But the real exploration of that tension between nature and culture, however, begins and ends with the small peninsula in Derwent. The very sandstone that architect Nona Katsalidis cut into was used to build Tasmania’s penal colonies — the remnants of which can still be seen dotted throughout Hobart. Tasmania’s gothic history, much like MONA itself, is permeated by narratives of death, indigenous extermination and an ongoing battle between civilisation and Tasmania’s wilderness.

MONA cunningly confronts us with this, beginning with the ferry ride up the Derwent. Not far from the museum site, in a narrow section of the river lies the giant steam-punk looking Zinc Works, its rusted pipes tangled together in a monolithic mess. On the opposite bank, timidly bunched and unassuming, is a patch of highly endangered eucalypts. Both of these have been witness to an ongoing battle between culture and nature, that has formed much of Tasmania’s (and Australia’s) political identity.

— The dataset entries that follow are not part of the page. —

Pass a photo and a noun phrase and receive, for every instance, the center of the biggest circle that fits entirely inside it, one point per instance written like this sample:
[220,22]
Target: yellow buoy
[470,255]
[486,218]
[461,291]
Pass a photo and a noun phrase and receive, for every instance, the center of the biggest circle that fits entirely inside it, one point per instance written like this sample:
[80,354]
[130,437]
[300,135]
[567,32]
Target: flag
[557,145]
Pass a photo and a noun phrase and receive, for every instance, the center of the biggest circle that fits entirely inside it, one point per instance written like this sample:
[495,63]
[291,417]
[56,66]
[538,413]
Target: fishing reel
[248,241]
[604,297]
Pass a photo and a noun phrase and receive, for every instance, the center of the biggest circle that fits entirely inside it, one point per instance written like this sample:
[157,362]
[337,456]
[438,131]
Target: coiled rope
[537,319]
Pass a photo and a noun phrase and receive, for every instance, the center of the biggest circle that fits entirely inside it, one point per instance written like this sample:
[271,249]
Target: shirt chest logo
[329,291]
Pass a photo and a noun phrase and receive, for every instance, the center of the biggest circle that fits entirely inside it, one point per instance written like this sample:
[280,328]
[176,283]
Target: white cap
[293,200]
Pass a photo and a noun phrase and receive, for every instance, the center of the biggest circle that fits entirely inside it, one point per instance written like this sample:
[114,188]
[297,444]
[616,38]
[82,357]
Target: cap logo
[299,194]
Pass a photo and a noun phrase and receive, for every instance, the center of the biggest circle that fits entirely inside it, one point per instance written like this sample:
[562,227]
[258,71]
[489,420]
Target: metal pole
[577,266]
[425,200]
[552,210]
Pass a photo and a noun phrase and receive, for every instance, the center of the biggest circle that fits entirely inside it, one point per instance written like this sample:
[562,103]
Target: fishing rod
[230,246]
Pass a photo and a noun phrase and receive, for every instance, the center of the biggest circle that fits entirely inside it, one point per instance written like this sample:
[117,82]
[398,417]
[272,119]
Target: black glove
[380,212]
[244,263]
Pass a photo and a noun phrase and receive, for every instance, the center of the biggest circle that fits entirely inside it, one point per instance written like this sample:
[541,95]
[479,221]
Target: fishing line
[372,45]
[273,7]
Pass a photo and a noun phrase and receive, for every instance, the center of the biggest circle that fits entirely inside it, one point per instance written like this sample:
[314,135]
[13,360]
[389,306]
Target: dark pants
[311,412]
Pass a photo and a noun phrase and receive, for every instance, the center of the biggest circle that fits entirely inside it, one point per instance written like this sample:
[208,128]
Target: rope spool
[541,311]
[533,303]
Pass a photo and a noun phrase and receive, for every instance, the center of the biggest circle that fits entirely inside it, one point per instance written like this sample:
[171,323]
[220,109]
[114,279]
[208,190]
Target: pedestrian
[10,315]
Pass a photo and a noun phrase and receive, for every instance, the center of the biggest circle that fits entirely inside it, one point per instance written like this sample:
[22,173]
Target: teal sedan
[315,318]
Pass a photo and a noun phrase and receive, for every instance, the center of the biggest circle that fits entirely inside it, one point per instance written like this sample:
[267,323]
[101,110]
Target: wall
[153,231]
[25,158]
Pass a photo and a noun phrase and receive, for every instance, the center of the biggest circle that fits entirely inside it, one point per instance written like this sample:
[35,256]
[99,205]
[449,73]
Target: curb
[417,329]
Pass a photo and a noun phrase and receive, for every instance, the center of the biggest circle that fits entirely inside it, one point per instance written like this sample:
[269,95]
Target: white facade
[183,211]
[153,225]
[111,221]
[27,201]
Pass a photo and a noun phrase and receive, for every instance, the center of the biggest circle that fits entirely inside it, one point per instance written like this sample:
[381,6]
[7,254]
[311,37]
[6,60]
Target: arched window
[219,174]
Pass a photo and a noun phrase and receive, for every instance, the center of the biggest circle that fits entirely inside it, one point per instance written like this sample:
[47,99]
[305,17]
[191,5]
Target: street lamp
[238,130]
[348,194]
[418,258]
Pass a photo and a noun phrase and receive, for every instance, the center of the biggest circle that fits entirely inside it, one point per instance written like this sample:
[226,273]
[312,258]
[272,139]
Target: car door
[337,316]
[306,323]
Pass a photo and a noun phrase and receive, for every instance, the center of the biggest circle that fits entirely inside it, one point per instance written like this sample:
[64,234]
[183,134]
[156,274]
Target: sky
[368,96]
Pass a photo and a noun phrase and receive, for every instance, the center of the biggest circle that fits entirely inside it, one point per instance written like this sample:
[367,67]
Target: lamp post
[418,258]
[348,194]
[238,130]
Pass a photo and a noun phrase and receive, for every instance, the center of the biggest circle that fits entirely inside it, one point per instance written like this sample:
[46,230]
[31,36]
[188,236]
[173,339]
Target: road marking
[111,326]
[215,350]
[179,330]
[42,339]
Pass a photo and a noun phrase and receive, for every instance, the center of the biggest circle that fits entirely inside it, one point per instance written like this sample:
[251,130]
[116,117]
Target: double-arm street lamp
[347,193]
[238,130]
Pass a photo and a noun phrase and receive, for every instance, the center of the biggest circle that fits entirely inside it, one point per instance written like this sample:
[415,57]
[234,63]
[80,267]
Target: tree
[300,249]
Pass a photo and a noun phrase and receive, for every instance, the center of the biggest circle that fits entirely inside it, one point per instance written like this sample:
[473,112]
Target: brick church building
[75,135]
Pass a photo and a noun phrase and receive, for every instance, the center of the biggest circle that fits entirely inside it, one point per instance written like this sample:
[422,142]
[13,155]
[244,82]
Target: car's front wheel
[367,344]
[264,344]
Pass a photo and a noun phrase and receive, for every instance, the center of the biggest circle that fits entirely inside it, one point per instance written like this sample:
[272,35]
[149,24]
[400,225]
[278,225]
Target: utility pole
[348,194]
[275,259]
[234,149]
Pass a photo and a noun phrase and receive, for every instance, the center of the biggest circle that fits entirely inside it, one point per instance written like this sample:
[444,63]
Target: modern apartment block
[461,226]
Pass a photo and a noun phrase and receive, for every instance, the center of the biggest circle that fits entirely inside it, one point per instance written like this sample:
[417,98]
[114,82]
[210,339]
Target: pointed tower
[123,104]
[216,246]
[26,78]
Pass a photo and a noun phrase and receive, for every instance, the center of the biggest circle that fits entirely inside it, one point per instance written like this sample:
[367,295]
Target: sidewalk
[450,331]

And it is in this deep Antipodean wilderness, where even experienced hikers routinely go missing, visitors are made to feel just that little bit less sure of their place on earth. It is a quintessentially Australian experience, to feel isolated and unnerved by the environment, and to be constantly negotiating the boundaries between culture and nature. MONA, perched on her 250 million-year-old cliff, has us consider this before we’ve even entered into the depths below.